Na Vox Lux czekałam od pierwszej zajawki, mimo iż była dość enigmatyczna. To dobrze, bo im mniej wie się o tej produkcji przed seansem, tym lepiej. Jednak nie dajcie się zwieść zwiastunom, że ta opowieść o gwieździe pop jest niczym biopic. Nie, opowieść o Celeste stanowi swego rodzaju pretekst do przekazania szerszych wniosków. Lecz niestety nie są one zbyt odkrywcze. 

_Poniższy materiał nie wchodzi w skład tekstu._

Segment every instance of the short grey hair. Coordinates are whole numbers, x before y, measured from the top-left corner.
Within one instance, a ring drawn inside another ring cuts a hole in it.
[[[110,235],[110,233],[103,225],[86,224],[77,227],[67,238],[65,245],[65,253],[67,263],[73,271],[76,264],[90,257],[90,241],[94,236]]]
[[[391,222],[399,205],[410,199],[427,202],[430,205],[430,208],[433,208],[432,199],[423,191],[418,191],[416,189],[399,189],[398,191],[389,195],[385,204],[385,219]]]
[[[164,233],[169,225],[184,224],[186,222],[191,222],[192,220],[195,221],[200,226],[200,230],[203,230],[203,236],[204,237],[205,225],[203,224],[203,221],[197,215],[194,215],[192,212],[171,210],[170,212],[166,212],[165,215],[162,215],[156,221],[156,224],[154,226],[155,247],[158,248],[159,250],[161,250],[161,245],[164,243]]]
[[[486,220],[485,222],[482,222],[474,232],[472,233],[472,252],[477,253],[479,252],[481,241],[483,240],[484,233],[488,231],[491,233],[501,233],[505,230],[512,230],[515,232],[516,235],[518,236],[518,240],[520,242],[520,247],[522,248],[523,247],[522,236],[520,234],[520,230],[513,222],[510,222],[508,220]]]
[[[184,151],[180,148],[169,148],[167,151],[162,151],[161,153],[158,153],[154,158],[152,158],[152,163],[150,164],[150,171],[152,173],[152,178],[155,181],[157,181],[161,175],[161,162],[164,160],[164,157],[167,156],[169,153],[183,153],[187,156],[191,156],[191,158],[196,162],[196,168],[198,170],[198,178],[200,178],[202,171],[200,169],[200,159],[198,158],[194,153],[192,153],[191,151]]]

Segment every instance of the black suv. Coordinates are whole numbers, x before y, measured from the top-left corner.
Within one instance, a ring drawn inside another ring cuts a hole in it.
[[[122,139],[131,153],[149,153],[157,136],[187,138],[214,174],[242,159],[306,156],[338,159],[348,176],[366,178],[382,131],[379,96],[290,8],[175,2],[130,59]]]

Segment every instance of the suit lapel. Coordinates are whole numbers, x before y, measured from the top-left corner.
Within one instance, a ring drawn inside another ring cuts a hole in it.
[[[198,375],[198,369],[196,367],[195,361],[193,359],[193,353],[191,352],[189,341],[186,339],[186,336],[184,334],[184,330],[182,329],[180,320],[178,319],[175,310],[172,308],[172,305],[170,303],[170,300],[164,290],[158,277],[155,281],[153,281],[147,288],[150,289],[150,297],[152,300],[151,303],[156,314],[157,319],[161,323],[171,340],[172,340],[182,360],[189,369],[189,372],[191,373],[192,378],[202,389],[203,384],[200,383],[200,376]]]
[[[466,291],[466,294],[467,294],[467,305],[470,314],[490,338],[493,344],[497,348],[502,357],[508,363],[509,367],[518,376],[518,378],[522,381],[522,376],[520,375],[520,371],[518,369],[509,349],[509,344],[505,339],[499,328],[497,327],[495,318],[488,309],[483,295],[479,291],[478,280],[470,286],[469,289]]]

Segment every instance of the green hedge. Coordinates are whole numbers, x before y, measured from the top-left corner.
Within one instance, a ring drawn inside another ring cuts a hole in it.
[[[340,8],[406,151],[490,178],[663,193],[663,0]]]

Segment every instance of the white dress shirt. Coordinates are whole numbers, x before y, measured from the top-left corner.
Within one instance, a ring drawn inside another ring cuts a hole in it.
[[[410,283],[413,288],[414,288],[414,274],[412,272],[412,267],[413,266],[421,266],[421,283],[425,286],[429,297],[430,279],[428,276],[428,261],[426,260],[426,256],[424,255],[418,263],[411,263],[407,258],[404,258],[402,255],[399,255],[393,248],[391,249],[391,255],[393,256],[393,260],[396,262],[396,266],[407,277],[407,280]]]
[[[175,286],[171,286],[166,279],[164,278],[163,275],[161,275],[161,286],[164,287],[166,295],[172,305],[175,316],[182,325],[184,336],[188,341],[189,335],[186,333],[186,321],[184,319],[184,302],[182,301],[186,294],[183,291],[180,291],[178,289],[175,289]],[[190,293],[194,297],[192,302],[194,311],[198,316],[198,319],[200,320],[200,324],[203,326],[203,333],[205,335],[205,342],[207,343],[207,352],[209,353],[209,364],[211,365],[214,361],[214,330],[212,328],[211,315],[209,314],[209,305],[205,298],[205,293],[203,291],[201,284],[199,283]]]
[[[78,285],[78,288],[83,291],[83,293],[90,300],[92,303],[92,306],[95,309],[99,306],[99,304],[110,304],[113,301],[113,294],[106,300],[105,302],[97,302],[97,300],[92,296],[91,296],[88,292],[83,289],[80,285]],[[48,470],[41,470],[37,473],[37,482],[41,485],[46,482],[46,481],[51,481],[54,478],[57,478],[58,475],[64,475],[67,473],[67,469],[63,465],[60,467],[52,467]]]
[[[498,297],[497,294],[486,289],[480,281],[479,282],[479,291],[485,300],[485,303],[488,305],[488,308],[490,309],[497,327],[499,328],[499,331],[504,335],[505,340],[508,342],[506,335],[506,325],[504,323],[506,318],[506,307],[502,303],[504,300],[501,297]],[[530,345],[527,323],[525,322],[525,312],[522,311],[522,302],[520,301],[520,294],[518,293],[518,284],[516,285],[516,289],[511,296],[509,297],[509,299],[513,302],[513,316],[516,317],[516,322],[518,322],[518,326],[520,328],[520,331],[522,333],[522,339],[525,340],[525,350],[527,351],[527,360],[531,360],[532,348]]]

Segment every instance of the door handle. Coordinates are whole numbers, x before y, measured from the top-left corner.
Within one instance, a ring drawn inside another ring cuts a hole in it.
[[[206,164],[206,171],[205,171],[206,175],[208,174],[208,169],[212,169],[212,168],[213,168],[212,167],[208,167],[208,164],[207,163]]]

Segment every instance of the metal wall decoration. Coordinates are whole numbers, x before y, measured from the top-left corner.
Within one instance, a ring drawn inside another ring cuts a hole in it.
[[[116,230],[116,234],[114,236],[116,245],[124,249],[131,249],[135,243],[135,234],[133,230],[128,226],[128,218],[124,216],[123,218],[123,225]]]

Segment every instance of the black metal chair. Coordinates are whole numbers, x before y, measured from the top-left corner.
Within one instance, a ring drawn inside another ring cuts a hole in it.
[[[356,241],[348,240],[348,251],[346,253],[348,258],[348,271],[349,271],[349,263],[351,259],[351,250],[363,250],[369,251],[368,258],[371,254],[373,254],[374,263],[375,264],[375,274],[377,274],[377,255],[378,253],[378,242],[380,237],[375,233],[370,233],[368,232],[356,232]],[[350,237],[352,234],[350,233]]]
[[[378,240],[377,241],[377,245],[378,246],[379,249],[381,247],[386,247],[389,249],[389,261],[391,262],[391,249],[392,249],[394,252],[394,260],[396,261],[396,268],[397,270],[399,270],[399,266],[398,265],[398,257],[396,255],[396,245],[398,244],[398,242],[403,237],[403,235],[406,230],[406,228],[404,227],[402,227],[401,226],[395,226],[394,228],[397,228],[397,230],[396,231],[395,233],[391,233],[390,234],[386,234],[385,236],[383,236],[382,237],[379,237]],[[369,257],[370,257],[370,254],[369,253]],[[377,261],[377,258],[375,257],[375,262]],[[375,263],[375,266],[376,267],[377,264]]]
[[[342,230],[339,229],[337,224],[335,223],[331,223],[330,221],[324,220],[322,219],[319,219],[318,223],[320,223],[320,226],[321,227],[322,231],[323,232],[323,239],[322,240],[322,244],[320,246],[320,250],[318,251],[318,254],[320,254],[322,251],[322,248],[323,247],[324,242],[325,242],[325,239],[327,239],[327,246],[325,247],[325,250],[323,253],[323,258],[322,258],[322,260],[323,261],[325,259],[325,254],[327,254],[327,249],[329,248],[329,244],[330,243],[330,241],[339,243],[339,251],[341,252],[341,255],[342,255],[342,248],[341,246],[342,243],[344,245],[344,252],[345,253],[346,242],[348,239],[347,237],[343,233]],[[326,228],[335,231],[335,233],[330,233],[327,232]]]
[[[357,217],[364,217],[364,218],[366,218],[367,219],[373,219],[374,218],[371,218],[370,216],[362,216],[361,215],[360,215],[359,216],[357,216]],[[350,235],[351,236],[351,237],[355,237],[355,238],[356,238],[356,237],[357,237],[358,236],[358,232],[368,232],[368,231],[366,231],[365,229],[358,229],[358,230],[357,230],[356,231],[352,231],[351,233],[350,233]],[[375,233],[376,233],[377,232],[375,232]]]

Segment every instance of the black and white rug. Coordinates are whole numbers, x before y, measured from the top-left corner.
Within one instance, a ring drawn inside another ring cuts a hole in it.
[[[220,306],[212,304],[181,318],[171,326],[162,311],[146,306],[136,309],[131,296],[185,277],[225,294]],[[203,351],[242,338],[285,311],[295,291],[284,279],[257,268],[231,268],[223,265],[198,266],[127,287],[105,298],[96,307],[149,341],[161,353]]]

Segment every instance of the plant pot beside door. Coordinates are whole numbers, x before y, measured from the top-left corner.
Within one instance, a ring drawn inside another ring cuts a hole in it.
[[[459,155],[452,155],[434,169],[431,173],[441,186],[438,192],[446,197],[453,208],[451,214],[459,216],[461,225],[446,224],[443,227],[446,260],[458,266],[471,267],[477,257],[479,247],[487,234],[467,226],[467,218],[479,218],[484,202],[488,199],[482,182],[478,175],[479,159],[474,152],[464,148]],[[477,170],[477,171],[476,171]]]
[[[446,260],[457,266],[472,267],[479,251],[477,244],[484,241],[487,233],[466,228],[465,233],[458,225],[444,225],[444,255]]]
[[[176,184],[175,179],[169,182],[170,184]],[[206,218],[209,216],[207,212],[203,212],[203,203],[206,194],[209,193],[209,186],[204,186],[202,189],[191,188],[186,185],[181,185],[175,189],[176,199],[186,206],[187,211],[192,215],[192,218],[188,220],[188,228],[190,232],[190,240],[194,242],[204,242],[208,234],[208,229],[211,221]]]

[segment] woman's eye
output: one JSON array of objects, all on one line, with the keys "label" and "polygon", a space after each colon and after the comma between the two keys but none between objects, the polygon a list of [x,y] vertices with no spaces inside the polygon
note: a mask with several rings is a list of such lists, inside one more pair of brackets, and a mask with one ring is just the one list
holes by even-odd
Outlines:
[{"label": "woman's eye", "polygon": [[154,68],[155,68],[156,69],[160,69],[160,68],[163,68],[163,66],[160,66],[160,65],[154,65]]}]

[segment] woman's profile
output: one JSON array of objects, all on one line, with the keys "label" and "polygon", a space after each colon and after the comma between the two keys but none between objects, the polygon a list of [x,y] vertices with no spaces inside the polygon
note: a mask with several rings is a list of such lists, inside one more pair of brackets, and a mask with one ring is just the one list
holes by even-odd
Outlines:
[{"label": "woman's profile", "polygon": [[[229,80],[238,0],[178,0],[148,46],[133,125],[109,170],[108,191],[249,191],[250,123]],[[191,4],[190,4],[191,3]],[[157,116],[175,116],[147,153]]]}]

Vox Lux Natalie Portman analiza filmu
Fot. Andrew Lauren Production (ALP), Sierra/Affinity, Killer Films, Bold Films

Natalie Portman w roli Celeste, tworzy jedną z ciekawszych ról w swoim dorobku. Spotkałam się z zarzutem, że to rola przeszarżowana, wskazującym według mnie na nie zrozumienie postaci. Przecież taka diva aż się prosi o przerysowanie! Pozostała obsada również sprawdza się znakomicie (m. in. Jude Law i Stacy Martin), zwłaszcza nastoletnia Raffey Cassidy, która już wcześniej pokazała, iż wyrasta na wyjątkowo utalentowaną aktorkę (np. w Tomorrowland wypadła lepiej niż główni aktorzy). Zatem jeśli te nazwiska przyciągnęły waszą uwagę do filmu, to możecie iść na seans, bo aktorstwo jest niewątpliwą zaletą Vox Lux.

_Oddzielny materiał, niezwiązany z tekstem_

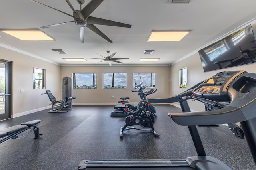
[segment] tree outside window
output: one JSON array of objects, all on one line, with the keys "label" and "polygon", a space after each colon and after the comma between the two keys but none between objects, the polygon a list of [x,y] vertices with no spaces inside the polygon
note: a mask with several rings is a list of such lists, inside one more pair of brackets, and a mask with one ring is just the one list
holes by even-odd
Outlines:
[{"label": "tree outside window", "polygon": [[33,68],[33,89],[45,89],[45,72],[44,69]]},{"label": "tree outside window", "polygon": [[180,70],[180,88],[187,87],[188,68],[184,68]]}]

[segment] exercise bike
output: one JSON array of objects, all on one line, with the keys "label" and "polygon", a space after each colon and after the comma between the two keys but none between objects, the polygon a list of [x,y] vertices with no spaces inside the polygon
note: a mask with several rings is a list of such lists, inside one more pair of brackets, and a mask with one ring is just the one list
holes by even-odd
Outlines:
[{"label": "exercise bike", "polygon": [[[131,90],[131,91],[132,92],[138,92],[138,95],[140,96],[140,99],[138,103],[138,104],[132,105],[128,104],[129,101],[128,99],[130,99],[129,97],[121,97],[120,99],[123,100],[123,101],[119,101],[118,103],[122,103],[124,101],[125,101],[127,106],[130,109],[136,111],[137,108],[140,108],[142,105],[142,103],[144,102],[148,102],[148,99],[147,95],[153,94],[154,93],[157,89],[151,89],[149,91],[143,90],[146,88],[146,86],[145,85],[142,85],[143,82],[140,83],[141,79],[141,76],[140,79],[140,83],[138,85],[136,84],[136,80],[134,79],[134,82],[135,83],[135,86],[134,88],[135,90]],[[124,111],[124,109],[126,107],[126,106],[124,105],[116,105],[114,107],[114,109],[116,109],[115,111],[113,111],[111,112],[110,116],[111,117],[120,117],[120,116],[127,116],[127,114],[128,113]],[[146,110],[152,113],[153,113],[155,117],[156,117],[156,109],[152,104],[151,104],[147,109]]]},{"label": "exercise bike", "polygon": [[[146,109],[150,103],[148,102],[143,102],[142,105],[136,111],[126,107],[124,110],[125,111],[130,113],[130,115],[125,118],[125,125],[121,126],[120,128],[120,137],[123,137],[123,132],[130,129],[137,129],[143,131],[150,131],[152,132],[156,137],[159,136],[154,129],[154,124],[155,123],[156,118],[154,115]],[[136,127],[130,127],[140,125],[145,128],[140,128]]]}]

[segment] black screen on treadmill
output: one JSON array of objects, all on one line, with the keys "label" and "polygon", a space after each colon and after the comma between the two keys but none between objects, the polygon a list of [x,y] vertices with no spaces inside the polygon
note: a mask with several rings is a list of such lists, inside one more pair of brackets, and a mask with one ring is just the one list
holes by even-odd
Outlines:
[{"label": "black screen on treadmill", "polygon": [[207,84],[213,84],[221,82],[224,82],[228,78],[228,77],[213,77],[211,79],[210,79],[206,83]]}]

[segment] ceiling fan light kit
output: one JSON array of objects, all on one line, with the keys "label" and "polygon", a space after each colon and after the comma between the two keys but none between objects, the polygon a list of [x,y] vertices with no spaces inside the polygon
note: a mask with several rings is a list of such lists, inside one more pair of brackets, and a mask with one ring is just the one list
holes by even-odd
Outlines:
[{"label": "ceiling fan light kit", "polygon": [[89,3],[82,9],[82,5],[84,3],[84,0],[76,0],[80,5],[80,10],[75,10],[74,8],[69,0],[66,0],[69,6],[73,10],[73,15],[66,13],[63,11],[60,11],[57,9],[48,6],[44,4],[34,0],[30,0],[31,1],[37,3],[39,4],[50,8],[55,10],[62,12],[67,15],[72,17],[74,18],[73,21],[68,21],[61,23],[56,24],[53,25],[50,25],[46,26],[41,27],[42,28],[46,28],[54,26],[58,26],[69,22],[74,22],[75,23],[80,27],[80,39],[81,43],[84,42],[84,28],[87,27],[92,31],[97,34],[108,42],[112,43],[113,42],[108,37],[99,30],[94,24],[103,25],[110,26],[115,26],[121,27],[131,28],[132,26],[126,24],[122,23],[121,22],[116,22],[102,18],[99,18],[94,17],[90,15],[98,7],[99,5],[104,0],[92,0]]}]

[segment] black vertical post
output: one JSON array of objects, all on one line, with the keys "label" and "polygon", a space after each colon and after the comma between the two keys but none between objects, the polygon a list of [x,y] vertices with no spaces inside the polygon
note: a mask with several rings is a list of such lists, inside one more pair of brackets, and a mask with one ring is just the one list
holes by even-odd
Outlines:
[{"label": "black vertical post", "polygon": [[241,122],[249,148],[256,165],[256,118]]},{"label": "black vertical post", "polygon": [[[179,103],[183,112],[191,112],[186,100],[180,101]],[[190,135],[191,135],[194,144],[196,148],[198,155],[200,156],[206,156],[196,127],[196,126],[188,126],[188,127],[189,132],[190,132]]]}]

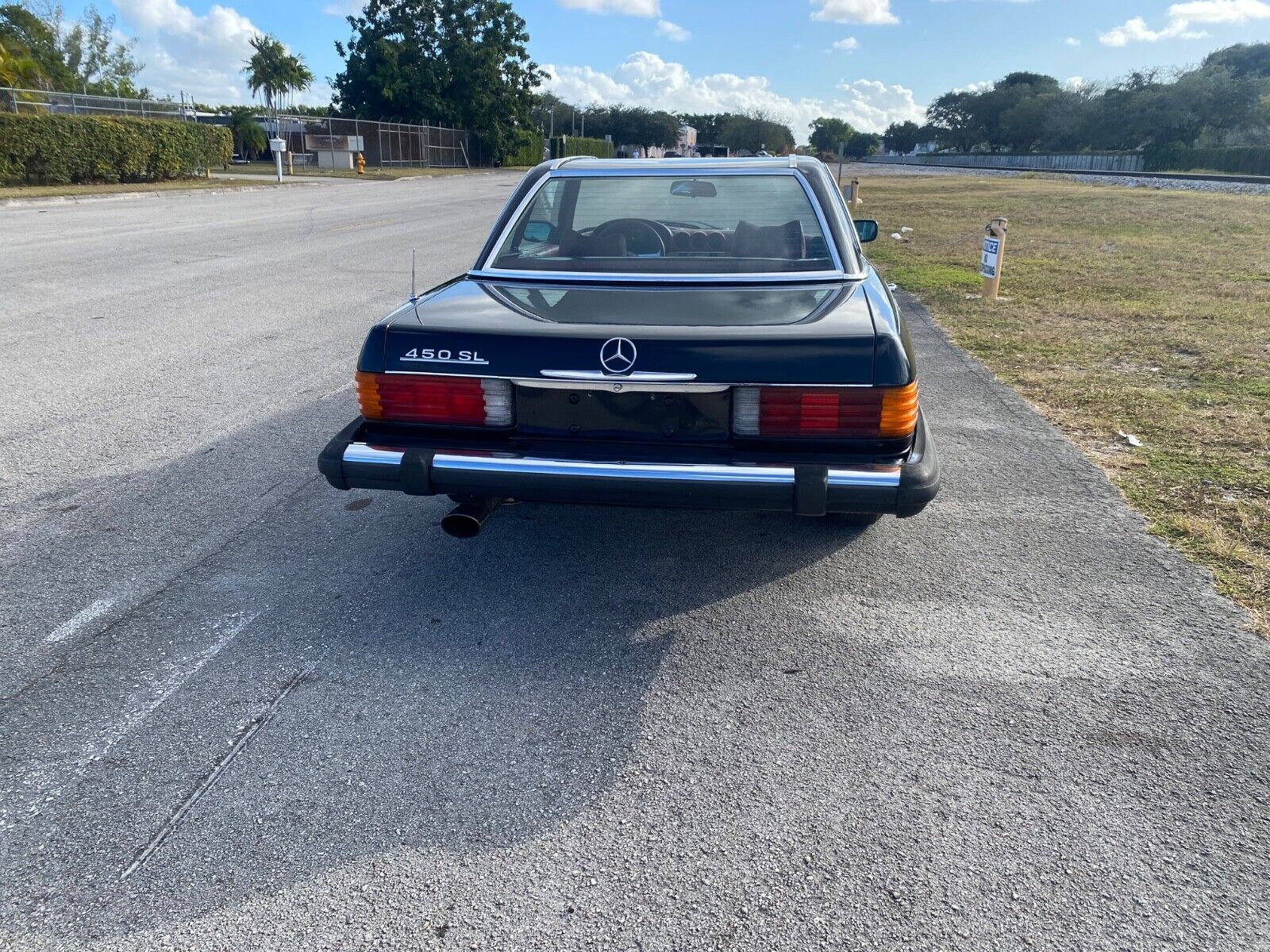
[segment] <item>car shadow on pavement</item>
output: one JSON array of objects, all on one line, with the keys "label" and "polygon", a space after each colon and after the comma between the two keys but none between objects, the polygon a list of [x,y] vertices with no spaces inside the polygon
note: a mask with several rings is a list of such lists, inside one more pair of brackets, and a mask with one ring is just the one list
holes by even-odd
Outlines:
[{"label": "car shadow on pavement", "polygon": [[[250,458],[254,442],[217,454]],[[315,454],[300,447],[296,470]],[[109,506],[145,505],[204,459],[144,473]],[[109,506],[84,518],[109,524]],[[5,779],[51,798],[10,830],[4,918],[57,939],[166,932],[375,857],[541,836],[622,778],[683,617],[705,612],[692,637],[728,652],[730,612],[714,607],[860,536],[784,514],[521,504],[457,541],[448,508],[312,480],[10,699],[23,731]],[[226,618],[243,628],[221,645]],[[777,655],[749,663],[780,677]]]}]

Poniższy tekst zawiera spoilery

Choć poprzednie dzieło Brady’ego Corbeta – Dzieciństwo wodza (2015) – zawitało na ekrany też polskich kin, reżyser nadal kojarzony jest przede wszystkim ze swoich filmowych ról (szczególnie z Funny Games, 2007). Tymczasem czego by nie napisać o Vox Lux, nie można twórcy odmówić pomysłu i interesującej formy. Pełne niepokojących chłodnych barw zdjęcia, za które odpowiada Lol Crawley, przechodzą w te kipiące od intensywnie kolorowego światła. Pojawiają się też wstawki jak z domowego wideo oraz nietypowa prezentacja czołówki i napisów końcowych. Film podzielono na kilka części, opatrzonych tytułami, a co jakiś czas odzywa się narrator (Willem Dafoe), który przedstawia Celeste, ale cały czas mówi o niej w czasie przeszłym – co nabiera sensu dopiero pod koniec seansu.

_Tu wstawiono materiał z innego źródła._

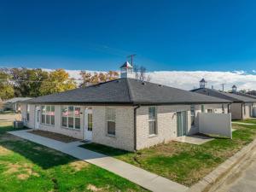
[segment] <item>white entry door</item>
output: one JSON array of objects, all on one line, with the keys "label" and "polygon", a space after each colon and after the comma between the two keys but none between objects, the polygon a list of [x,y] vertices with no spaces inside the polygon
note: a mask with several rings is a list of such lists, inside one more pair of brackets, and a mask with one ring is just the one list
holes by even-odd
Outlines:
[{"label": "white entry door", "polygon": [[84,110],[84,139],[91,141],[92,139],[92,109]]},{"label": "white entry door", "polygon": [[35,129],[39,129],[40,124],[40,107],[37,106],[35,110]]}]

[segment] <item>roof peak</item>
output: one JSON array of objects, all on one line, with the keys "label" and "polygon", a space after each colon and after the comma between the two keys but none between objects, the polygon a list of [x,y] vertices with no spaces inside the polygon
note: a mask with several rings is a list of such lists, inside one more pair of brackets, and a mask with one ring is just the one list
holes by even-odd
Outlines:
[{"label": "roof peak", "polygon": [[133,67],[126,61],[120,68],[132,68]]}]

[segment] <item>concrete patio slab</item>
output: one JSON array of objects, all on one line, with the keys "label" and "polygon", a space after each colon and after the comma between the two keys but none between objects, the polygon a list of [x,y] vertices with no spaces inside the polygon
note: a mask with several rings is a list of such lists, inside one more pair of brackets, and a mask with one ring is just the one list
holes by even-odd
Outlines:
[{"label": "concrete patio slab", "polygon": [[195,144],[195,145],[201,145],[201,144],[203,144],[207,142],[210,142],[214,138],[212,138],[212,137],[209,137],[195,135],[195,136],[180,137],[177,137],[177,138],[174,139],[174,141],[190,143],[190,144]]},{"label": "concrete patio slab", "polygon": [[9,131],[9,133],[94,164],[151,191],[184,192],[188,190],[187,187],[154,173],[151,173],[113,157],[78,147],[83,144],[81,142],[65,143],[32,134],[26,130]]}]

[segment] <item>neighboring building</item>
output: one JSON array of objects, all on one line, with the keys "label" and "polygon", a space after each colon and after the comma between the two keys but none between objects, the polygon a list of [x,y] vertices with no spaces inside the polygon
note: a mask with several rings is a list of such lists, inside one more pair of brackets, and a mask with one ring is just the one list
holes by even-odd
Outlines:
[{"label": "neighboring building", "polygon": [[30,128],[133,151],[199,132],[201,112],[229,116],[230,102],[122,78],[29,100],[21,114]]},{"label": "neighboring building", "polygon": [[0,97],[0,112],[3,111],[3,100]]},{"label": "neighboring building", "polygon": [[249,110],[251,112],[251,117],[255,118],[256,117],[256,96],[238,92],[237,87],[235,84],[232,86],[232,93],[255,100],[255,102],[252,104],[252,107],[249,107],[250,108]]},{"label": "neighboring building", "polygon": [[15,97],[5,100],[3,102],[3,111],[14,111],[15,113],[20,112],[21,102],[32,99],[31,97]]},{"label": "neighboring building", "polygon": [[256,98],[237,94],[237,87],[236,85],[232,87],[232,93],[206,88],[205,84],[201,84],[201,81],[200,81],[200,85],[201,88],[191,91],[232,102],[229,108],[232,119],[245,119],[254,116],[253,108],[256,107]]}]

Vox Lux rozpoczyna się wstrząsająco. Traumatyczne wydarzenie naznacza dalsze życie Celeste. A raczej kończy jej dotychczasowe życie i rozpoczyna nowe, bo – jak się później okazuje – bohaterka zaprzedała duszę diabłu. Ta dosłowność spowodowała, że odbiłam się od tej produkcji, nie dlatego iż zawiera element nadprzyrodzony, ale w tym kontekście jego wprowadzenie powoduje uproszczenie interpretacji filmu. Zatem sukces Celeste nie bierze się stąd, że (być może) ludzie fascynują się tragedią, a ci, których ona dotknęła, traktują jej piosenkę Wrapped Up jako pomoc w przepracowaniu traumy. Nie, wychodzi na to, że bohaterka stała się gwiazdą dzięki diabelnym mocom. Druga kwestia: w Vox Lux pojawia się krytyka współczesnej muzyki, przy której „nie trzeba myśleć”, lecz refleksja nad powodami jej popularności – np. dzieła popkultury jako ucieczka od przepełnionej brutalną przemocą codzienności (pojawiający się w filmie terroryzm) – zostaje ucięta dosadną interpretacją, że to diabeł kusi wszystkich prostymi piosenkami.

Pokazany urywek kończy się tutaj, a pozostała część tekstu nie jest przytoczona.